Six in 10 over-75s yet to arrange power of attorney, Just Group finds

Nearly six in 10 (59%) over-75s are yet to arrange a power of attorney, equivalent to 3.4 million people, Just Group has found.

The research has been conducted in line with the retirement specialist’s countdown to retirement series.

A power of attorney is a legal document that enables a person, the attorney, to make decisions on behalf of another individual – the donor – if they lose the mental capacity to understand or make choices for themselves.

Powers of attorney must be arranged when the donor still has the mental ability to make financial or medical decisions for themselves. In England, there are two separate power of attorney documents, one for health and welfare, the other for property and financial affairs. There are plans to modernise the system by allowing online registration.

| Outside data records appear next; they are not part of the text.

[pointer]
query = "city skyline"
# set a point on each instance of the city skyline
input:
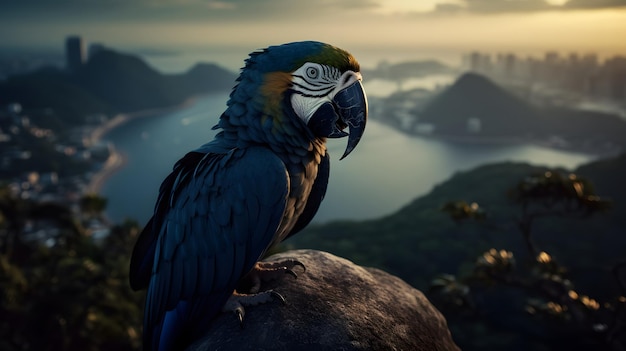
(526, 27)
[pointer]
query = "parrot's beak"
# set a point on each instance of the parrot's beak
(347, 109)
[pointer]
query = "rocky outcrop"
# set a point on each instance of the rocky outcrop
(334, 305)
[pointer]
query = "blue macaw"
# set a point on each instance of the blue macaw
(259, 181)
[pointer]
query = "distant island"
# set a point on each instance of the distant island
(475, 109)
(110, 82)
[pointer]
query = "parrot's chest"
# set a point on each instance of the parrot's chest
(301, 180)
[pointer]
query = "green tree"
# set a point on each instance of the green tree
(559, 313)
(60, 289)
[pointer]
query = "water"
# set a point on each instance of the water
(386, 171)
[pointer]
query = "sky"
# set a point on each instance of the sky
(360, 26)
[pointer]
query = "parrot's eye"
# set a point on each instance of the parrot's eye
(315, 80)
(312, 72)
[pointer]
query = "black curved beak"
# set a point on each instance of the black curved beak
(352, 105)
(347, 109)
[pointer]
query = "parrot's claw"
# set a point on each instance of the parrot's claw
(237, 301)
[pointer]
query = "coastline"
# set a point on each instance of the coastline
(117, 159)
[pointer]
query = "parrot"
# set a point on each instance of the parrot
(260, 180)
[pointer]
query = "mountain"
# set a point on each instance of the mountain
(111, 82)
(420, 241)
(476, 109)
(474, 97)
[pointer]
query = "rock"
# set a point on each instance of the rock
(334, 305)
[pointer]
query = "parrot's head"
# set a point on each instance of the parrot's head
(311, 84)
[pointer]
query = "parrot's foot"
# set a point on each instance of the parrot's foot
(237, 301)
(268, 271)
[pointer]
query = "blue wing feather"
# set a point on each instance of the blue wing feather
(221, 213)
(318, 191)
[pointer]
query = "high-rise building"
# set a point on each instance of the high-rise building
(74, 52)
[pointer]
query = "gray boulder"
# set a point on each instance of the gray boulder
(334, 305)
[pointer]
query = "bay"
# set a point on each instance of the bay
(386, 171)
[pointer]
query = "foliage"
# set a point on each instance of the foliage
(61, 289)
(569, 317)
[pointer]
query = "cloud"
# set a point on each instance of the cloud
(590, 4)
(213, 10)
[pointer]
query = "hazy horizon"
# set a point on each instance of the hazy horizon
(371, 29)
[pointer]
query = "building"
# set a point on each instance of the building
(74, 53)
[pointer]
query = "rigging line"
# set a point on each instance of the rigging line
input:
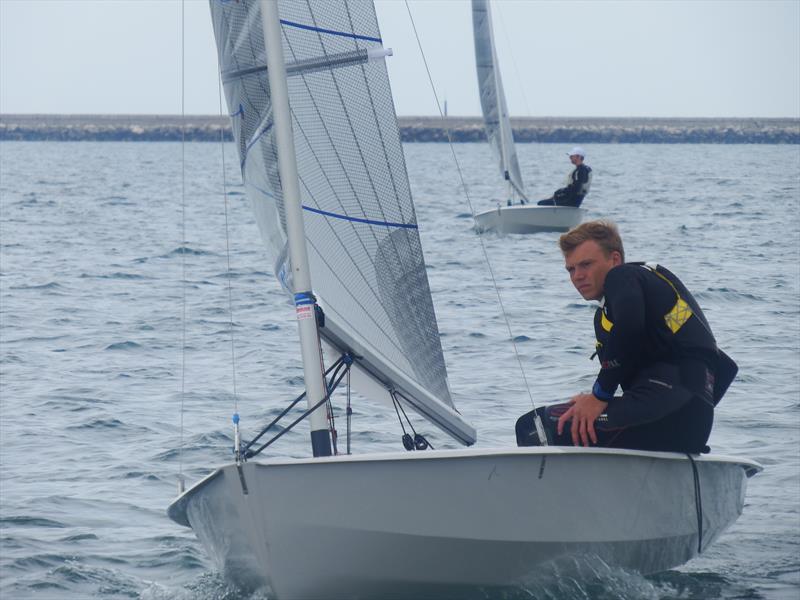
(291, 405)
(183, 244)
(228, 251)
(251, 454)
(513, 60)
(480, 237)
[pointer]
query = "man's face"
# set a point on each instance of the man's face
(588, 266)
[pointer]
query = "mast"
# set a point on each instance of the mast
(305, 303)
(498, 90)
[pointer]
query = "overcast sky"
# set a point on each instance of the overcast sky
(641, 58)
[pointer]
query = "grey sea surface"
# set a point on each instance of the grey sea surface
(115, 376)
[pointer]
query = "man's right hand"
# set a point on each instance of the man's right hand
(584, 411)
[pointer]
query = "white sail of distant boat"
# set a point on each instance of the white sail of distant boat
(497, 122)
(422, 524)
(513, 215)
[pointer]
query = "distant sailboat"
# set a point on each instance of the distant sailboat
(317, 136)
(515, 215)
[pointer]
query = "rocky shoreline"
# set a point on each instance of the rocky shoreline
(417, 129)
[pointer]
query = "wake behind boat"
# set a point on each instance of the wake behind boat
(317, 134)
(516, 215)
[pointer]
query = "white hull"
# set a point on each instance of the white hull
(437, 523)
(529, 218)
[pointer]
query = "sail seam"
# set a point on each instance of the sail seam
(360, 220)
(355, 36)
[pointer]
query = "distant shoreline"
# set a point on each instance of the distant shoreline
(629, 130)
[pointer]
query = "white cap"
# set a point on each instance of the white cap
(577, 151)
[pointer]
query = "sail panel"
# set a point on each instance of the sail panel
(367, 266)
(496, 119)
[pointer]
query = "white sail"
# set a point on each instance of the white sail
(367, 267)
(493, 99)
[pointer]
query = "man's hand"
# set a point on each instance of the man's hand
(583, 412)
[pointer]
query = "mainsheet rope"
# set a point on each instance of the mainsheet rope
(183, 249)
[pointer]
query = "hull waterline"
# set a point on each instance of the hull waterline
(457, 522)
(529, 218)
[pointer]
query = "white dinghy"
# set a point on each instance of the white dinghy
(315, 126)
(514, 214)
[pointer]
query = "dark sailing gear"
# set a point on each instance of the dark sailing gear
(578, 183)
(654, 342)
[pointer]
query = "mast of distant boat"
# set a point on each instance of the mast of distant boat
(305, 302)
(498, 92)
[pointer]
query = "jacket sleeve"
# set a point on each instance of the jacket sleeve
(625, 302)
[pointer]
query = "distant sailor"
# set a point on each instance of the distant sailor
(653, 342)
(578, 182)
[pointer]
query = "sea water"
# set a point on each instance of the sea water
(116, 377)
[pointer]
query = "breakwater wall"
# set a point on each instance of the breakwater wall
(588, 130)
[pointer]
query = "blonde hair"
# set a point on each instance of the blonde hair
(605, 233)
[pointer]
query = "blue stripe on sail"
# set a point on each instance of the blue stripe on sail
(303, 298)
(355, 36)
(357, 220)
(252, 143)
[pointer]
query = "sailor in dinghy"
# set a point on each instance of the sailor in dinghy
(653, 341)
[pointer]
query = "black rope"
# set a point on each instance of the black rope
(287, 409)
(251, 454)
(419, 441)
(698, 503)
(349, 412)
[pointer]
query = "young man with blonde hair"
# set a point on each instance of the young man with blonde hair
(653, 343)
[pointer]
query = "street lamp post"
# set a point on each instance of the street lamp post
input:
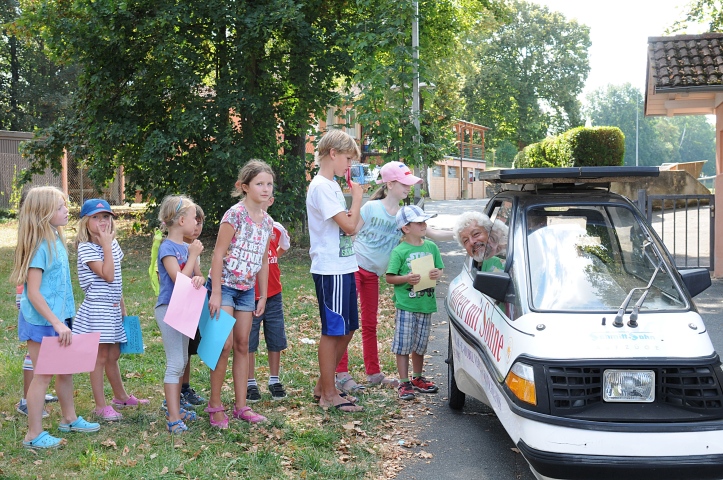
(415, 90)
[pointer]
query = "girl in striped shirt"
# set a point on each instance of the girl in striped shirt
(99, 273)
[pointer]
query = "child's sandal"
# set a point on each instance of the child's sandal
(131, 402)
(347, 384)
(176, 427)
(217, 423)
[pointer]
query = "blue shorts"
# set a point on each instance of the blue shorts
(411, 332)
(28, 331)
(240, 300)
(337, 303)
(274, 332)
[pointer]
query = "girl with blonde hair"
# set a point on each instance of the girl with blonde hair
(47, 305)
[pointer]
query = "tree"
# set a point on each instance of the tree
(660, 139)
(701, 11)
(181, 94)
(34, 90)
(530, 71)
(505, 154)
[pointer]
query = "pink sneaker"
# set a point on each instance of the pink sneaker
(131, 402)
(107, 413)
(246, 414)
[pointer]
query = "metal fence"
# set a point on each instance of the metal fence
(686, 225)
(73, 178)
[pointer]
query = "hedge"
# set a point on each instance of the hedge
(578, 147)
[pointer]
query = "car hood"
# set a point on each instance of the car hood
(572, 336)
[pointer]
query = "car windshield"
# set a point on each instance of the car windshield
(589, 258)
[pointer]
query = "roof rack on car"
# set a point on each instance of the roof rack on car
(568, 177)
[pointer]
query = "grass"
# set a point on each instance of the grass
(300, 440)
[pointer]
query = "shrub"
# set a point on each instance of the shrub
(578, 147)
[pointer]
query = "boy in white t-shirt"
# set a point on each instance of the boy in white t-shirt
(333, 261)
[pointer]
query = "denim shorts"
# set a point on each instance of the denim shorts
(337, 303)
(240, 300)
(28, 331)
(274, 332)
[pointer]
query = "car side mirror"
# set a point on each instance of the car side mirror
(492, 284)
(696, 280)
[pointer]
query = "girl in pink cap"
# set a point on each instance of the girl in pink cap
(377, 235)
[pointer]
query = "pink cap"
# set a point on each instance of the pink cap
(397, 171)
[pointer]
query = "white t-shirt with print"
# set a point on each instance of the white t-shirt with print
(332, 251)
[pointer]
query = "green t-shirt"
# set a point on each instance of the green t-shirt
(405, 298)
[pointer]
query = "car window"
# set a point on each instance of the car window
(591, 257)
(498, 240)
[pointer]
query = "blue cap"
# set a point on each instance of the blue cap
(412, 214)
(95, 205)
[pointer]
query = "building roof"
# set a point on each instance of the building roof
(685, 74)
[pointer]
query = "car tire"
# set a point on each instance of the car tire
(455, 395)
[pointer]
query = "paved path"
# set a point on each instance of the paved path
(472, 443)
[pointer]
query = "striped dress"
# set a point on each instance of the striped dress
(100, 311)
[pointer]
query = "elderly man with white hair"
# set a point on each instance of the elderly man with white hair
(472, 232)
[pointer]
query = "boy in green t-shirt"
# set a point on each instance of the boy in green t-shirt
(413, 318)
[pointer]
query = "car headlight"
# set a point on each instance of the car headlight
(521, 382)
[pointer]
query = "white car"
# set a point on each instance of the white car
(583, 337)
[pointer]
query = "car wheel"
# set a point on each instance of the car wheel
(456, 397)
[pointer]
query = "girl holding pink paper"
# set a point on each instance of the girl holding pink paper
(238, 260)
(47, 306)
(99, 273)
(177, 215)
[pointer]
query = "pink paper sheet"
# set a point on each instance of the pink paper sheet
(184, 309)
(78, 357)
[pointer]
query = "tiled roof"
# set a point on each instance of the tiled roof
(686, 61)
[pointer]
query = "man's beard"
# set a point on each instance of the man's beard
(478, 252)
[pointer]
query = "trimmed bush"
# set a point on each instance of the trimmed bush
(578, 147)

In the event of a person losing capacity without having a lasting power of attorney in place, family members must apply for deputyship through the court of protection. Deputyship has a more limited remit than a power of attorney, carries an annual renewal fee of £2,500 and can cause financial difficulties in the time it takes for the court to appoint a deputy.

The survey also found that over a third (35%) stated they had not established one as they didn’t feel they were yet at the appropriate stage of life.

The second most common reason for not arranging a power of attorney was fear of giving up control, either because they didn’t want to relinquish control of their finances (22%) or because they did not trust anybody else with their money (6%).

Group communications director at Just Group, Stephen Lowe, said: “It is worrying that millions of people are entering later life without a power of attorney in place.

“None of us like to think about our vulnerabilities or impending mental and physical decline but handling the affairs of a relative without a power of attorney in place can be distressing and costly.

“It is concerning that we found a significant proportion of over-75s stating either they did not intend to consider it or had no idea of its importance. We would strongly urge people to look at setting up a power of attorney at the same time as they organise or update their wills in order to provide peace of mind in later life for themselves and their family. It's concerning that a significant proportion of over-75s said they did not intend to consider establishing one or had no idea of its importance.”